J Clin Invest. 2020 Dec 1;130(12):6656-6667. PMID: 32897885
Understanding outcomes and immunologic characteristics of cellular therapy recipients with SARS-CoV-2 is critical to performing these potentially life-saving therapies in the COVID-19 era. In this study of recipients of allogeneic (Allo) and autologous (Auto) hematopoietic cell transplant and CD19-directed chimeric antigen receptor T cell (CAR T) therapy at Memorial Sloan Kettering Cancer Center, we aimed to identify clinical variables associated with COVID-19 severity and assess lymphocyte populations.
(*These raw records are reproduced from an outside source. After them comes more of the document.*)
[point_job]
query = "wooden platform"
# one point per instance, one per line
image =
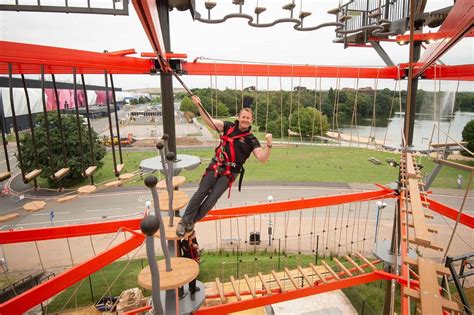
(87, 189)
(33, 206)
(126, 176)
(32, 175)
(61, 173)
(219, 292)
(5, 175)
(180, 200)
(170, 231)
(90, 170)
(114, 183)
(183, 271)
(177, 181)
(429, 295)
(66, 198)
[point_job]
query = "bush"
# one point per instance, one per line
(72, 146)
(468, 135)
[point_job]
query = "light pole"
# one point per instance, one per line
(380, 205)
(270, 223)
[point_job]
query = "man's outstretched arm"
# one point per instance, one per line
(205, 116)
(262, 155)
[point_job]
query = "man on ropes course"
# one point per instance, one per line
(236, 144)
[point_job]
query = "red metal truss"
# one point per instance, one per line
(458, 72)
(451, 213)
(147, 12)
(295, 294)
(25, 301)
(27, 58)
(41, 234)
(236, 69)
(458, 23)
(291, 205)
(51, 233)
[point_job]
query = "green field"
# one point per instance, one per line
(123, 275)
(301, 164)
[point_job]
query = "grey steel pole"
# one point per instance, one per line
(149, 226)
(150, 182)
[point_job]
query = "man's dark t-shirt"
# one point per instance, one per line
(243, 147)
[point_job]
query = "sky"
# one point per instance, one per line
(232, 40)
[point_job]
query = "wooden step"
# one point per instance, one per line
(8, 217)
(449, 144)
(221, 291)
(349, 259)
(331, 271)
(5, 175)
(320, 276)
(366, 261)
(303, 274)
(61, 173)
(32, 175)
(236, 288)
(87, 189)
(251, 289)
(176, 182)
(90, 170)
(120, 168)
(264, 284)
(277, 279)
(290, 276)
(346, 271)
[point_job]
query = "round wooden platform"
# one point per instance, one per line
(170, 231)
(114, 183)
(87, 189)
(180, 199)
(183, 271)
(126, 176)
(177, 181)
(66, 198)
(33, 206)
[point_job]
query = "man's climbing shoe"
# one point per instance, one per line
(181, 229)
(189, 227)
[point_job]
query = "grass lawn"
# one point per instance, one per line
(300, 164)
(213, 264)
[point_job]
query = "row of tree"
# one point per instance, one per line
(312, 111)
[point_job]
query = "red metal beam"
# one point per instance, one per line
(442, 72)
(451, 213)
(25, 301)
(427, 37)
(290, 205)
(235, 69)
(51, 233)
(27, 58)
(295, 294)
(457, 24)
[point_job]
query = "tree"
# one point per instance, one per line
(72, 145)
(310, 120)
(468, 135)
(187, 105)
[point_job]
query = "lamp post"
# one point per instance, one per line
(270, 223)
(380, 205)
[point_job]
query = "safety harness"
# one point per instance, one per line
(223, 159)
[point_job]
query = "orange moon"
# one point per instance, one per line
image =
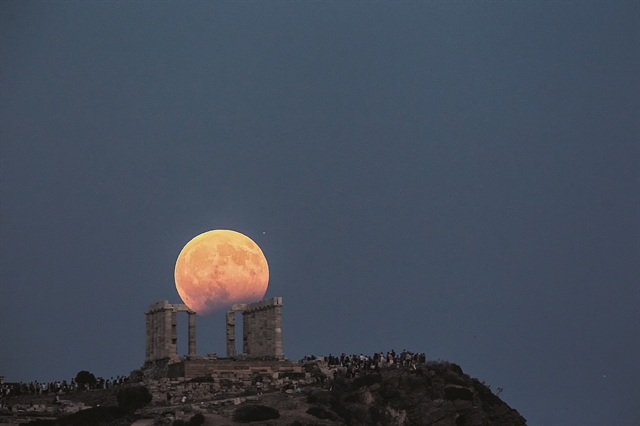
(219, 268)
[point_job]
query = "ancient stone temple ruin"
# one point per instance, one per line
(261, 342)
(162, 333)
(261, 329)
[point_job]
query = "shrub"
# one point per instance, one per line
(196, 420)
(366, 380)
(133, 398)
(84, 377)
(321, 413)
(252, 413)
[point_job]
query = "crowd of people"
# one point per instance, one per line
(352, 365)
(8, 390)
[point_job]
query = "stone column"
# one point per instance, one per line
(192, 333)
(147, 355)
(277, 330)
(231, 333)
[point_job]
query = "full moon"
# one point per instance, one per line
(219, 268)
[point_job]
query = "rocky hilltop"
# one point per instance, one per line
(431, 393)
(437, 394)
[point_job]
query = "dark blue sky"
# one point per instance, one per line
(460, 179)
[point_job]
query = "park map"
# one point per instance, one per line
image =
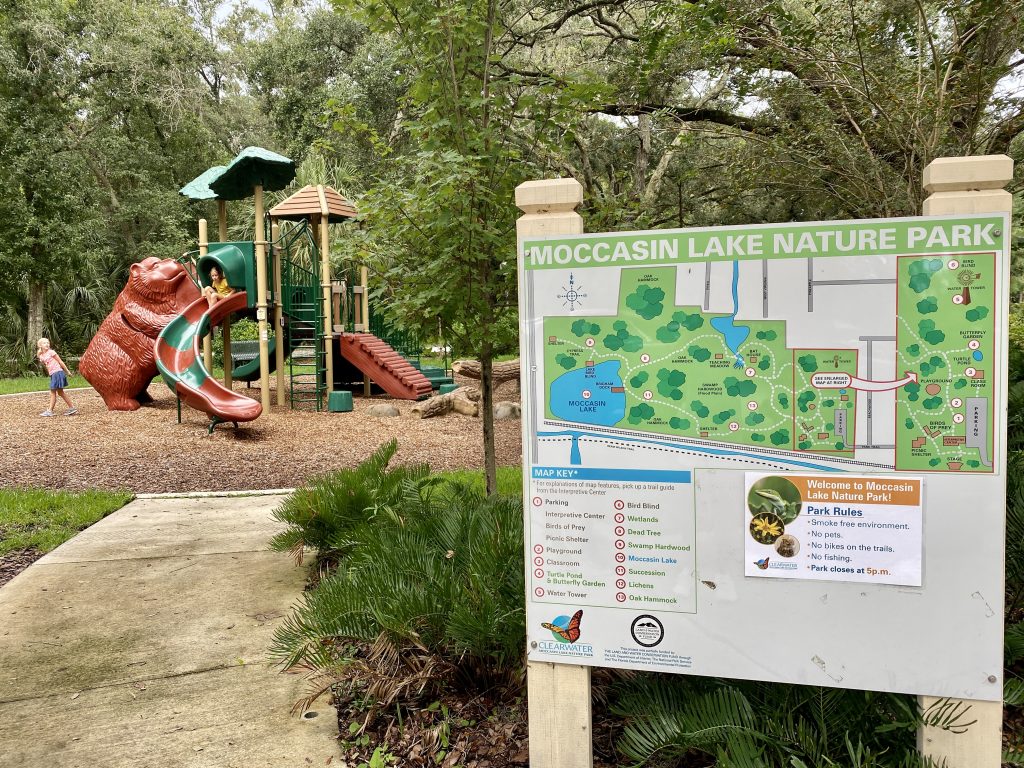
(657, 367)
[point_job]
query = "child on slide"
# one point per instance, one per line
(218, 288)
(58, 377)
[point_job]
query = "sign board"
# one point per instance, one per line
(770, 452)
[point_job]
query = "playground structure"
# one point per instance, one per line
(317, 326)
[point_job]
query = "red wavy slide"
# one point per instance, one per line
(180, 361)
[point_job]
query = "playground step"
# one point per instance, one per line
(388, 369)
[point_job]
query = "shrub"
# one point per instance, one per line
(325, 515)
(744, 723)
(434, 583)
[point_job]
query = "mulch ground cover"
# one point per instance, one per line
(147, 451)
(12, 563)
METHODS. We retrospectively investigated patients diagnosed between March 15, 2020, and May 7, 2020. In a subset of patients, lymphocyte immunophenotyping, quantitative real-time PCR from nasopharyngeal swabs, and SARS-CoV-2 antibody status were available.
RESULTS. We identified 77 patients with SARS-CoV-2 who were recipients of cellular therapy (Allo, 35; Auto, 37; CAR T, 5; median time from cellular therapy, 782 days; IQR, 354-1611 days). Overall survival at 30 days was 78%. Clinical variables significantly associated with the composite endpoint of nonrebreather or higher oxygen requirement and death (n events = 25 of 77) included number of comorbidities (HR 5.41, P = 0.004), infiltrates (HR 3.08, P = 0.032), and neutropenia (HR 1.15, P = 0.04). Worsening graft-versus-host disease was not identified among Allo recipients. Immune profiling revealed reductions and rapid recovery in lymphocyte populations across lymphocyte subsets. Antibody responses were seen in a subset of patients.
CONCLUSION. In this series of Allo, Auto, and CAR T recipients, we report overall favorable clinical outcomes for patients with COVID-19 without active malignancy and provide preliminary insights into the lymphocyte populations that are key for the antiviral response and immune reconstitution.